Fix java.lang.IllegalStateException: Duplicate Key in Collectors.toMap()

The Incident

It's 2 AM and your batch job just died with this:

java.lang.IllegalStateException: Duplicate key userId=1042
  at java.util.stream.Collectors.duplicateKeyException(Collectors.java:133)
  at java.util.stream.Collectors.lambda$toMap$1(Collectors.java:174)
  at java.util.HashMap.merge(HashMap.java:1262)
  at java.util.stream.Collectors.lambda$toMap$2(Collectors.java:174)
  at java.util.stream.ReferencePipeline$3$1.accept(ReferencePipeline.java:195)
  at com.example.UserService.buildUserMap(UserService.java:58)

The code that blew up looks innocent enough:

Map<Long, User> userMap = users.stream()
    .collect(Collectors.toMap(User::getId, u -> u));

Works fine in dev. Works fine in staging. Fails in prod at 2 AM because prod data has duplicates that your test datasets don't.

Why This Happens

The two-argument Collectors.toMap() has zero tolerance for duplicate keys. The moment two elements map to the same key, it throws IllegalStateException and stops. No "last one wins". No silent overwrite. Just a crash.

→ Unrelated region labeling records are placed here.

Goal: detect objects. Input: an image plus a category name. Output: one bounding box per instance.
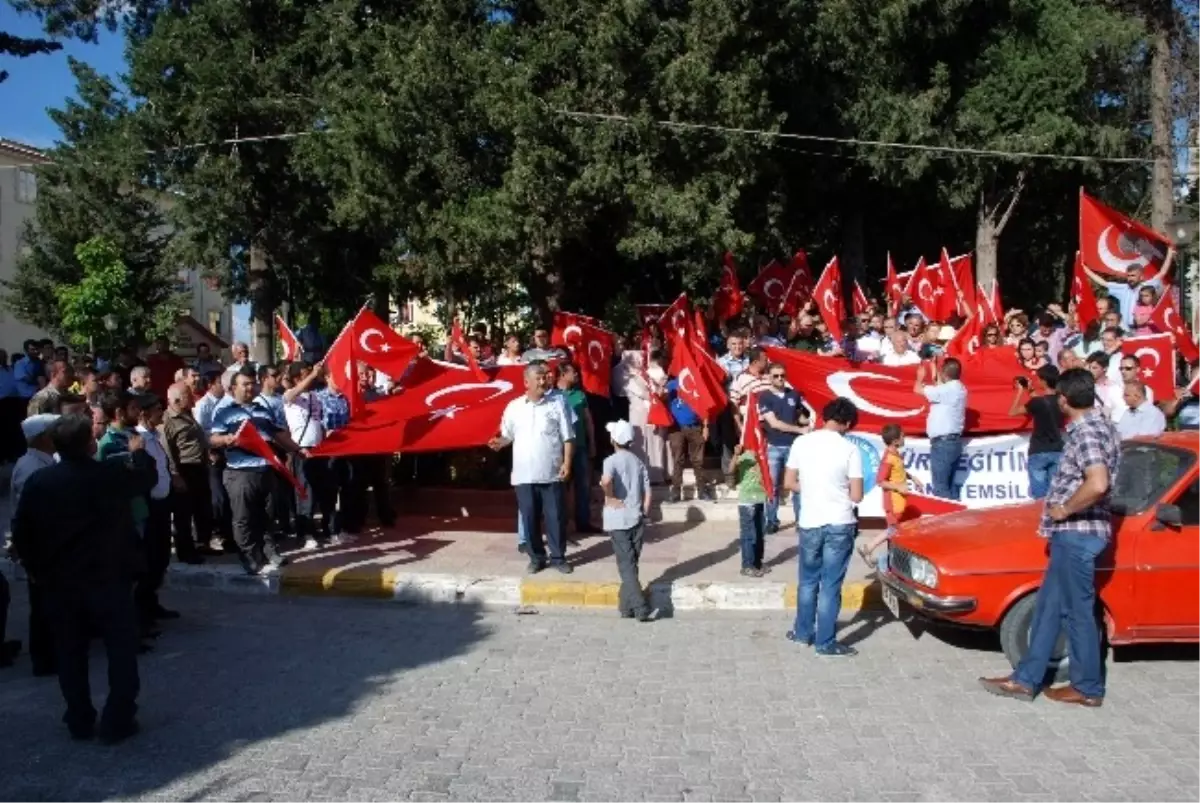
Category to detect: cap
[605,421,634,447]
[20,413,62,443]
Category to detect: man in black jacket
[12,415,157,743]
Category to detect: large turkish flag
[766,346,1031,435]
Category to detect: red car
[881,432,1200,671]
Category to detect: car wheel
[1000,593,1068,683]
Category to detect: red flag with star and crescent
[1070,251,1099,331]
[812,257,846,341]
[312,358,524,457]
[713,251,745,323]
[275,314,304,362]
[1121,334,1175,400]
[1079,188,1171,280]
[746,259,794,314]
[742,392,775,499]
[1150,293,1200,365]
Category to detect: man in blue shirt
[209,366,301,575]
[758,362,809,533]
[667,379,713,502]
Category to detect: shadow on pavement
[0,586,490,803]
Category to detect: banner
[846,431,1030,519]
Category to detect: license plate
[883,588,900,619]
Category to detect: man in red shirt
[145,337,185,398]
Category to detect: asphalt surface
[0,586,1200,803]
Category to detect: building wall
[0,144,50,354]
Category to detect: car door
[1134,475,1200,640]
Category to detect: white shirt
[882,341,920,367]
[138,424,170,499]
[500,396,575,485]
[787,429,863,529]
[925,379,967,438]
[1117,398,1166,441]
[283,390,325,449]
[11,449,58,513]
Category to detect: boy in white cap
[10,413,60,677]
[600,421,650,622]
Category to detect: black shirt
[1025,396,1063,455]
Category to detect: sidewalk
[159,502,878,615]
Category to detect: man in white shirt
[883,329,920,367]
[1117,380,1166,441]
[487,364,575,574]
[912,356,967,499]
[784,397,863,658]
[133,391,179,627]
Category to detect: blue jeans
[1025,451,1062,499]
[514,483,566,564]
[738,502,764,569]
[767,444,800,529]
[792,525,858,649]
[1013,532,1108,697]
[929,435,962,499]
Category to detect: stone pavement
[0,592,1200,803]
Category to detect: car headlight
[908,555,937,588]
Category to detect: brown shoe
[1042,683,1104,708]
[979,677,1033,702]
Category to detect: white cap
[20,413,61,443]
[605,421,634,447]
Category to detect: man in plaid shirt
[979,368,1121,708]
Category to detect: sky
[0,1,125,148]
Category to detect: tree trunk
[248,241,275,365]
[1150,20,1175,232]
[974,170,1025,287]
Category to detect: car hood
[894,502,1046,574]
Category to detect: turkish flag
[1121,334,1175,400]
[275,316,304,362]
[766,346,1032,435]
[1150,293,1200,365]
[233,419,308,499]
[713,251,745,323]
[812,257,846,342]
[676,340,730,420]
[884,251,904,314]
[905,257,946,320]
[946,314,983,360]
[853,278,871,314]
[742,394,775,499]
[746,259,796,314]
[1070,251,1099,331]
[942,248,977,317]
[312,358,524,457]
[1079,190,1171,280]
[450,318,487,382]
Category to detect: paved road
[0,591,1200,803]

The full error from production looks like:

java.lang.IllegalStateException: Duplicate key (attempt to merge values key1 and key2)

Three common culprits:

The database returned multiple rows for a field you assumed was unique — stale constraint, soft deletes, or a botched data migration
A list was assembled from multiple sources and joined without deduplication
The key function isn't as unique as you thought (a nullable field, for instance, collapses all nulls into a single key)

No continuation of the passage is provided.